5 Alpha diversities

Alpha diversity measures are used to identify within individual taxa richness and evenness. The commonly used metrics/indices are Shannon, Inverse Simpson, Simpson, Gini, Observed and Chao1. These indices do not take into account the phylogeny of the taxa identified in sequencing. Phylogenetic diversity (Faith’s PD) uses phylogenetic distance to calculate the diversity of a given sample.

It is important to note that, alpha diversity indices are sensitive to noise that is inherent to application of polymerase chain reaction and the sequencing errors.
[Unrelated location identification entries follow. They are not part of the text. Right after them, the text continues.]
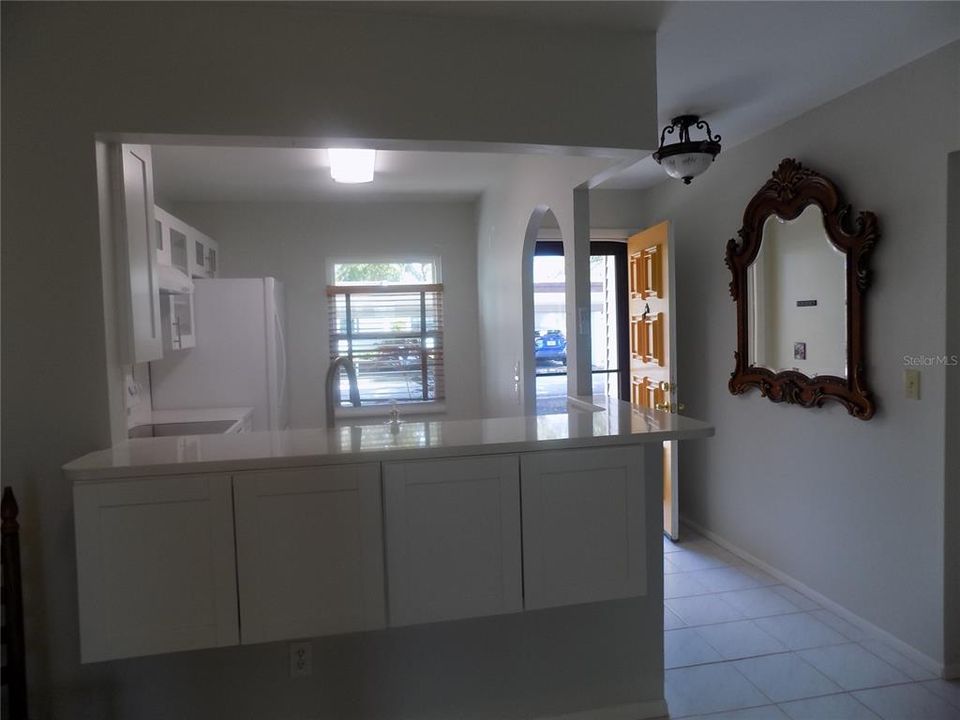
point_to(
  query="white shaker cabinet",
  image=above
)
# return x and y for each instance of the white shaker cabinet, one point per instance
(155, 562)
(309, 552)
(177, 317)
(203, 255)
(453, 538)
(584, 524)
(136, 241)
One has to consider the sequencing depth (how much of the taxa have been sampled) for each sample. If there is a large difference, then it is important to normalize the samples to equal sampling depth. First, we look at the sampling depth (no. of reads per sample).

Load packages

library(microbiome) # data analysis and visualisation
library(phyloseq) # also the basis of data object. Data analysis and visualisation
library(microbiomeutilities) # some utility tools 
library(RColorBrewer) # nice color options
library(ggpubr) # publication quality figures, based on ggplot2
library(DT) # interactive tables in html and markdown
library(data.table) # alternative to data.frame
library(dplyr) # data handling

The data for tutorial is stored as *.rds file in the R project phyobjects folder.
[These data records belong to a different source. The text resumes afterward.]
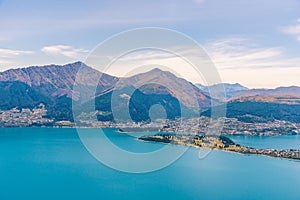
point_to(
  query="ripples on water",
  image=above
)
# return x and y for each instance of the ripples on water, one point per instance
(48, 163)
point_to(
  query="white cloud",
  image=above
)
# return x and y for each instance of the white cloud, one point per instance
(9, 53)
(64, 50)
(242, 53)
(293, 30)
(8, 56)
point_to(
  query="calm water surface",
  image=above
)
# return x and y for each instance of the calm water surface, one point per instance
(49, 163)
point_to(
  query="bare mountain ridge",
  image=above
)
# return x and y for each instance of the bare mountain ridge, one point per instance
(57, 80)
(284, 95)
(159, 81)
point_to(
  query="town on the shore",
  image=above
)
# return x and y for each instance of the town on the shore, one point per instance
(199, 125)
We will use the filtered phyloseq object from Set-up and Pre-processing section.

ps1 <- readRDS("./phyobjects/ps.ng.tax.rds")

# use print option to see the data saved as phyloseq object.

print(ps1)

## phyloseq-class experiment-level object
## otu_table()   OTU Table:         [ 4710 taxa and 474 samples ]
## sample_data() Sample Data:       [ 474 samples by 30 sample variables ]
## tax_table()   Taxonomy Table:    [ 4710 taxa by 6 taxonomic ranks ]
## phy_tree()    Phylogenetic Tree: [ 4710 tips and 4709 internal nodes ]

summary(sample_sums(ps1))

##    Min. 1st Qu.  Median    Mean 3rd Qu.    Max. 
##    2458    6436    8188    9836   10306  115023

As is evident there is a large difference in the number of reads. Minimum is 2458 and maximum is 115023!! There is a ~47X difference!

We can plot the rarefaction curve for the observed ASVs in the entire data set. This is a way to check how has the richness captured in the sequencing effort.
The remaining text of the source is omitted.